Im Gegensatz zu den Vorständen anderer Parteien arbeiten die Vorstände der Piratenpartei rein ehrenamtlich und keiner von uns sitzt im Bundestag. Aber irgendwoher muss das Geld noch kommen - wir haben also noch Jobs nebenher. In meinem Fall ist das eine 75%-Stelle als Softwareentwickler in Tübingen. Ein Umzug nach Berlin wäre also schwierig und ist derzeit nicht geplant.
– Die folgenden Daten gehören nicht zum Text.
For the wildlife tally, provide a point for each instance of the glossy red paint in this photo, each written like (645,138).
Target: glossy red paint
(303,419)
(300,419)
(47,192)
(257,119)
Wann bin ich in Berlin? Relativ regelmäßig. In manchen Monaten etliche Male, es gab aber auch schon einen Monat ohne Berlinausflug. Zum Teil mal einen halben Tag, manchmal auch eine Woche. Je nach Terminkalender lässt sich ein Ausflug kurzfristig einrichten oder eben nicht. Aber die Termine liegen mittlerweile im ganzen Bundesgebiet verstreut - nächste Woche bspw. in Baden-Baden, Köln/Düsseldorf, Tübingen, Stuttgart, Berlin und im Schwarzwald - und ich versuche Ausflüge für einzelne Gespräche zu vermeiden. (Es lohnt sich nur begrenzt 7h im Zug zu sitzen, 30min zu reden und wieder 7h zurück zu fahren). Und ja, die Zeiten in Berlin sind normalerweise eng mit Terminen gefüllt.

Entsprechend sind Interviews oder Gespräche via Email oder Telefon relativ problemlos, Treffen in Berlin richten sich nach meinem Terminkalender und solche in Tübingen sind normalerweise problemlos.